Empathy
Affordable Housing Rally, San Jose
|
Yes, it’s an oxymoron and a dream — affordable housing in San Jose, the city with the nation’s largest unsheltered homeless population. Four people died of exposure last winter, and so many more live crowded together in small apartments or vans.
So on September 11th a rally was held at city hall by Sacred Heart Housing Action Committee (SHHAC) along with a coalition of others to continue efforts to inform and persuade both the public and our elected and appointed officials to pass a fee to raise funds for affordable housing. It’s just one helpful idea, one drop in a bucket that was emptied when the Redevelopment Agencies (many for good reason) were disbanded.
Eighteen months from when the effort started, the council and its various bodies studied and restudied, considered and reconsidered, tweaked and retweaked the Housing Impact Fee, almost always lessening the scale and scope of this proposed ordinance that would create over the next twenty-five years 16,000 units of affordable rental housing or 640 units per year — not a radical proposal. Nine other California cities and counties have already passed the fee.
The Insolence of Office, the Law’s Delay
About a hundred people gathered for the rally, some wore bright tee shirts and some held bright yellows signs handed out by SHHAC that read “$28.” The $28 represents the square footage fee that studies show would allow a reasonable profit and still raise some money for housing (in San Francisco that fee is about $65). Two women approached, and I asked if they are here for the rally and whether they’d like to sign a letter to the City Council asking them to vote for the $28 fee.
The first woman bridled and said, “I’m a member of the commission that’s going to be voting on this tonight, and it would be highly inappropriate for me to sign a letter to City Council.”
Before I could answer or introduce myself, she turned and talked to someone else — someone not connected to the rally. I stood there a little shocked. Maybe a commissioner wouldn’t sign a letter, but it’s also not illegal. During the civil rights era, many appointed and elected officials signed public letters. I felt a large gap between myself, an ordinary citizen, and those who make decisions for the city.
One woman who’s been working to stop the conversion of mobile home courts into high-cost housing showed me how, from one meeting to another, the language had been whittled down on a proposed statement. Instead of (I’m paraphrasing from memory but it’s very close) “protect mobile home courts as affordable housing,” it now said “balance the need for affordable housing in mobile homes with property owners’ rights to fair market value.” In other words, one person’s right to make a killing is equal to another’s need to make a living.

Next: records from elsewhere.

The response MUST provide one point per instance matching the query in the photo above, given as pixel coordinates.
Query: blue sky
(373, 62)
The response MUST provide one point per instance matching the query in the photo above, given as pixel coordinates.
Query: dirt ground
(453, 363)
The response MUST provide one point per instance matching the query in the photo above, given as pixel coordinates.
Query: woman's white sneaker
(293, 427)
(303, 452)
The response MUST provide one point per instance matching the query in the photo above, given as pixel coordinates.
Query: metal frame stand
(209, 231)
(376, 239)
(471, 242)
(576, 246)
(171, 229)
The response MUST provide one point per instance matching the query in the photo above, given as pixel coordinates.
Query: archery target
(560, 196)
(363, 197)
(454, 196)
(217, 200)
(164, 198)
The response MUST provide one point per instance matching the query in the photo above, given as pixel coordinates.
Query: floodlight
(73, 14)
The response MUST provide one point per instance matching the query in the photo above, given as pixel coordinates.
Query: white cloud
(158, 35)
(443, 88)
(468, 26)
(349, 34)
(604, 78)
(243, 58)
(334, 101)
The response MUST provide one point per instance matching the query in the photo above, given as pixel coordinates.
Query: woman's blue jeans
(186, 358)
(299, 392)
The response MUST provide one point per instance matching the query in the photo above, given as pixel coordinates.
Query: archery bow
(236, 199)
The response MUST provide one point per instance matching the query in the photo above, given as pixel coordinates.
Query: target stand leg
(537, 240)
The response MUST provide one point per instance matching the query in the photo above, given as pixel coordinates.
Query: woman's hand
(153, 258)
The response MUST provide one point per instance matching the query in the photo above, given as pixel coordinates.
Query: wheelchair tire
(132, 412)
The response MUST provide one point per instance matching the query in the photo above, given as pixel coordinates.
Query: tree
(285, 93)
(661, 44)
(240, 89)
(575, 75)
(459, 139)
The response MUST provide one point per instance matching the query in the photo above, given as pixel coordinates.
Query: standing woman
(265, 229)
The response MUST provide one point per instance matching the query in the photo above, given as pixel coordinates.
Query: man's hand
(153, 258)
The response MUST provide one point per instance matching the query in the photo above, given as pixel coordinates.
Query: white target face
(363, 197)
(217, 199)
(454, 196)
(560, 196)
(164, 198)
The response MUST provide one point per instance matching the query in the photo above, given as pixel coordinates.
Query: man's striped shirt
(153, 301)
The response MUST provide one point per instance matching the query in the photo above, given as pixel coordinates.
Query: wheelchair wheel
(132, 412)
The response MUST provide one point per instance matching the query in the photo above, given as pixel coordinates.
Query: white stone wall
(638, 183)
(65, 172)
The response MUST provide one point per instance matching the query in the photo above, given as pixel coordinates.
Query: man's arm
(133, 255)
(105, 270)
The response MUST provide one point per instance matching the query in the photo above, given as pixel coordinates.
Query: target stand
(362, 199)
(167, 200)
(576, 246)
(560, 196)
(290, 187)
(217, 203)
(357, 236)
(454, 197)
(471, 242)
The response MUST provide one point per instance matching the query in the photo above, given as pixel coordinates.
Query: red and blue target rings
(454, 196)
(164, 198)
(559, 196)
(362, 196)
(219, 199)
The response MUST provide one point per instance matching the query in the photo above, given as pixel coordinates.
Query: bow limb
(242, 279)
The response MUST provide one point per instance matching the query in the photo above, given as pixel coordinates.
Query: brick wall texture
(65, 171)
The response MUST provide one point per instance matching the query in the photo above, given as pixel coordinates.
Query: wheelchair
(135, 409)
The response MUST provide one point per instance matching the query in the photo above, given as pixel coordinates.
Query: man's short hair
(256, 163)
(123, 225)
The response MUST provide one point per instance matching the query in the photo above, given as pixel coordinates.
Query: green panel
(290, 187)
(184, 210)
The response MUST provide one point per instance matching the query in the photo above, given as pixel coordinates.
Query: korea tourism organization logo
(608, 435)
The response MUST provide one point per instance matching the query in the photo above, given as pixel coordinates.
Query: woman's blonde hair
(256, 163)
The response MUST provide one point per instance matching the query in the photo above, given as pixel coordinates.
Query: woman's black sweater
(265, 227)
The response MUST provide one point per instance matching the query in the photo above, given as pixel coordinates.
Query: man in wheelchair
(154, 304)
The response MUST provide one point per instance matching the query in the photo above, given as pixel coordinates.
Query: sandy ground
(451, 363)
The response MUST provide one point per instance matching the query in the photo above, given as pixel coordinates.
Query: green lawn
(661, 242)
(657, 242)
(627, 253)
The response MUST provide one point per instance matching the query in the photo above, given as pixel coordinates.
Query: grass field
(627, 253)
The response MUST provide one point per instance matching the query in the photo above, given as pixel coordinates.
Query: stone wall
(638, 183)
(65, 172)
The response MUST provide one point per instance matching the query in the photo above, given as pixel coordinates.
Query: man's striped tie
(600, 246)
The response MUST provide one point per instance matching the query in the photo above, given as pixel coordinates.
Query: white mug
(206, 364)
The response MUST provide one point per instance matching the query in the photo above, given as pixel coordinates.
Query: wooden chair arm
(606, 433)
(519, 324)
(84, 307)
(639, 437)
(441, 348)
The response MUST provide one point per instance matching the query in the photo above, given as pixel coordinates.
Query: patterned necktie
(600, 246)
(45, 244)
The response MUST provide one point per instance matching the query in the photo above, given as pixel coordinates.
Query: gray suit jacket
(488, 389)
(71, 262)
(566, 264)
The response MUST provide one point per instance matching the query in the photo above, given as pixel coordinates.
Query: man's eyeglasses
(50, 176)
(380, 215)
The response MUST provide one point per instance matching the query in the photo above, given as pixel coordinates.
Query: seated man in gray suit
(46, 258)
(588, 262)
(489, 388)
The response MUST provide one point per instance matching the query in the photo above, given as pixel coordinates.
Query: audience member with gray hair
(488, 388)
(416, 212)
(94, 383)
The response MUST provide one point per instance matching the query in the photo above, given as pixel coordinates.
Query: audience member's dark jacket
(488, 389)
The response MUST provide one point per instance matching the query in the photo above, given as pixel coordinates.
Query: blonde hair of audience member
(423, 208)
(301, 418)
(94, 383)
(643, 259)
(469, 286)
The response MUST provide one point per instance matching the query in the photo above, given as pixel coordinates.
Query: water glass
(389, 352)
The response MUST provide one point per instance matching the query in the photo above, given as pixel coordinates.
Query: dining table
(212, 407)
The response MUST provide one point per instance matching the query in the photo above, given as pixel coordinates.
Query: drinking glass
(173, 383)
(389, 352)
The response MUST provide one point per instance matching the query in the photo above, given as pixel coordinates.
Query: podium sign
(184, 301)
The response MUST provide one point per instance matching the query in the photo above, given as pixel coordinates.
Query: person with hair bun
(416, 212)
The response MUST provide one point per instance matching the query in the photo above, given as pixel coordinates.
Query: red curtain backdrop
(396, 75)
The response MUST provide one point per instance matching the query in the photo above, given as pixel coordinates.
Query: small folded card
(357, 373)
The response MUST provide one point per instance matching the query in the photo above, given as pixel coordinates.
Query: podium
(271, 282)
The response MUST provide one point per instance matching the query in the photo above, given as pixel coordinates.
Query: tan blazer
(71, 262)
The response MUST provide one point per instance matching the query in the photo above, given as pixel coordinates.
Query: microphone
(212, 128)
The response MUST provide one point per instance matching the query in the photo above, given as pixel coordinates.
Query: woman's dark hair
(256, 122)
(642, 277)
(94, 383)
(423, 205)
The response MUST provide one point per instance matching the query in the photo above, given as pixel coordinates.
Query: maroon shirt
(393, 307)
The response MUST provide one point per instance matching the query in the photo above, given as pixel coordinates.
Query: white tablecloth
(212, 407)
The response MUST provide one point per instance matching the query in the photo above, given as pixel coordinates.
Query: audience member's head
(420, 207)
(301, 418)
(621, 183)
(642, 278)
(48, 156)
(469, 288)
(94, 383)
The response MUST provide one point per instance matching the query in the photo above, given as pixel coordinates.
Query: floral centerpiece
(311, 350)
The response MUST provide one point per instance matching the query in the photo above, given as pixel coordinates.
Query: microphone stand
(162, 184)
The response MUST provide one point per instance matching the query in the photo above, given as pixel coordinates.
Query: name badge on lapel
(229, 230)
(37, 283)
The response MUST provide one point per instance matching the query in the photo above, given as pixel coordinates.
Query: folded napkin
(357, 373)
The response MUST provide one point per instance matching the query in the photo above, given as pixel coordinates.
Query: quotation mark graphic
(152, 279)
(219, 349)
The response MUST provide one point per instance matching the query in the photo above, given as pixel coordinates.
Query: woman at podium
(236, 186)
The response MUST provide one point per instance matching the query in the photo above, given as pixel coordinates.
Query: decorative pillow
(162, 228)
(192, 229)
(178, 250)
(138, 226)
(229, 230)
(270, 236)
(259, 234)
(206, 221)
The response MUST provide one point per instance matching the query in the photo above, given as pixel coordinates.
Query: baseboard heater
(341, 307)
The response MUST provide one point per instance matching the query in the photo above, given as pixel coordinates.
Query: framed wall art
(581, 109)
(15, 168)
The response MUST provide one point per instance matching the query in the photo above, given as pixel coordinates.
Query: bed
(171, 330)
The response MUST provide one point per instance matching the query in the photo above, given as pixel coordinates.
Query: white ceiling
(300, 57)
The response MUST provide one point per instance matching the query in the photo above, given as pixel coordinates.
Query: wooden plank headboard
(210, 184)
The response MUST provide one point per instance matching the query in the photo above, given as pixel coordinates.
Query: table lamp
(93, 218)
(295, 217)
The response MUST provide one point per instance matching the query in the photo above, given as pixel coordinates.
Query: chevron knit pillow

Whatever the Market Will Bear
I’ve been thinking about that phrase, and I’ve come to hate it. The market is people trying to live, and over the decades, people have borne grievous burdens, child labor, sixteen-hour days, lethal working conditions, and squalor. “The market” will bear far more than ethical people should ever let it bear.
We Need a Politics of Generosity
Earlier in the week, I was gathering signatures for this proposal at a rummage sale on a very nice street. Two well-groomed older women approached, and I asked, “Have you been affected by the high cost of housing?”
“No,” one woman replied.
“Do you have friends who’ve been affected by the high cost of housing?”
“No, I honestly don’t,” she said. But she read the material and signed the letter. I felt so much gratitude that she would stand up for something that didn’t affect her personally.
There are levels of generosity, and some are humbling. On Thursday, as we set up for the rally, a person who didn’t look at all wealthy came up and said to an acquaintance, “Hey, can I bum a cigarette?”
“I only have one,” the man replied, “but we can share it.”
I was at that rally and stayed for the meeting that followed. I was especially touched by the comments of a Bellarmine College Preparatory student. He put forth the concept that while he was enjoying the ability to attend such an expensive school, he was amazed that there were so many others unable to afford a place to live in San Jose. He said he “checked his privilege every day” and suggested that the committee members check theirs before deciding the fate of so many under-privileged people represented by so many others in attendance.
A roar of well deserved applause followed his eloquent statement.
Thanks so much for letting us know about that!